Ausgabe Mai 2010

Putins postsowjetische Sowjetunion

Die polnisch-russische Gedenkfeier für die Ermordeten von Katyn wurde durch den Absturz der polnischen Präsidentenmaschine jäh überschattet. Die anschließende gemeinsame Trauer über das Flugzeugunglück brachte Polen und Russen einander näher, als es in den letzten Jahrzehnten der Fall war.

Ob sich allein hieraus neue Wege der Verständigung und Kooperation auftun werden, bleibt indes offen – zumal sich der Kreml dieser Tage bereits auf ein anderes Gedenken vorbereitet, nämlich an den 65. Jahrestag des Sieges im „Großen Vaterländischen Krieg“ unter dem damaligen Oberbefehlshaber Generalissimus Stalin am 9. Mai 1945.[1] Immerhin bleibt Stalin den Russen dabei wenigstens bildlich weitgehend erspart.
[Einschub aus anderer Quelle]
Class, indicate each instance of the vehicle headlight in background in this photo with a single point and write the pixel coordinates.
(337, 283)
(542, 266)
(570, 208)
Wiktor Chrekow, Kanzleichef von Ministerpräsident Wladimir Putin und derzeit Regisseur der Jubel-Feiern, will unter 2000 Sieges-Plakaten nur zehn mit dem Porträt Stalins zulassen – auf ausdrücklichen „Wunsch von Kriegsveteranen“ und gegen die Proteste all jener, die Stalin-Porträts als „unsittlich“ empfinden angesichts der „Millionen Opfer unter seiner Herrschaft“.

Vom gestrigen Sieg zu heutigen Niederlagen

Doch ob Bild oder Phantom: Die bevorstehenden Feiern werden weithin eine Hommage an Stalin sein, wie bereits Ende März auf der Leipziger Buchmesse deutlich wurde.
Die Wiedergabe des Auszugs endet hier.